Para o procurador-geral de Justiça, Antonio José Campos Moreira, a legislação surge como um contraponto necessário ao atual cenário, marcado por organizações que não se limitam a infrações pontuais. Esses grupos consolidaram um modelo de gestão paralela, exercendo controle territorial e social sobre comunidades inteiras. A estratégia, segundo o procurador, altera a natureza da resposta institucional, que agora precisa ser mais precisa e adaptada a essa realidade de dominação.
A nova normativa fornece, na avaliação de Moreira, novos mecanismos jurídicos para frear condutas que restringem direitos fundamentais e exploram a economia local de territórios vulneráveis. O foco do debate no MPRJ girou em torno da necessidade de unificar o entendimento entre os promotores. A meta é garantir uma postura institucional coesa, evitando que a interpretação da lei oscile diante da complexidade das organizações ultraviolentas.
A dinâmica do crime organizado passou por metamorfoses profundas nos últimos anos. De acordo com o procurador de Justiça Alexandre Araripe Marinho, que chefia a Assessoria Criminal do órgão, o sistema de justiça não pode ser estático diante dessas mudanças. Marinho enfatizou a urgência de uma interpretação harmônica dos novos instrumentos legais disponibilizados pela lei.

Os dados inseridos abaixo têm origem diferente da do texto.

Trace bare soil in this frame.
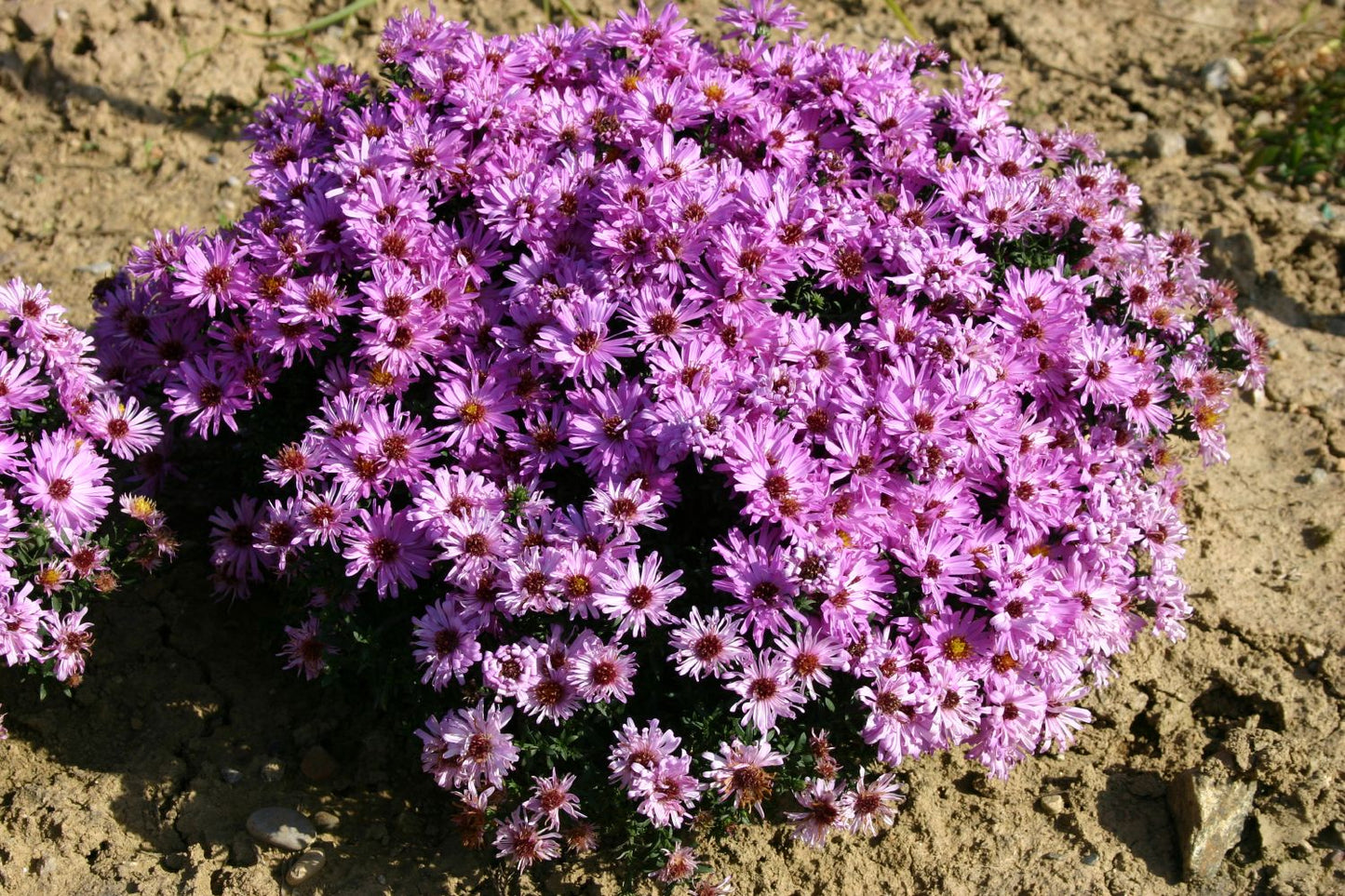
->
[0,0,1345,896]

O desafio central discutido durante a reunião foi a coordenação de esforços. Como esses grupos criminosos operam com uma estrutura que transcende a hierarquia do tráfico convencional, transformando o cotidiano dos moradores em uma extensão de seu poder, o Ministério Público busca refinar sua metodologia. A intenção é que, a partir desse alinhamento interno, o órgão consiga desarticular não apenas a ponta final do crime, mas as bases de sustentação econômica e social dessas facções. O tom do encontro foi claro: a atualização das táticas institucionais é uma exigência urgente frente ao grau de sofisticação e agressividade observado na rotina da segurança pública do estado.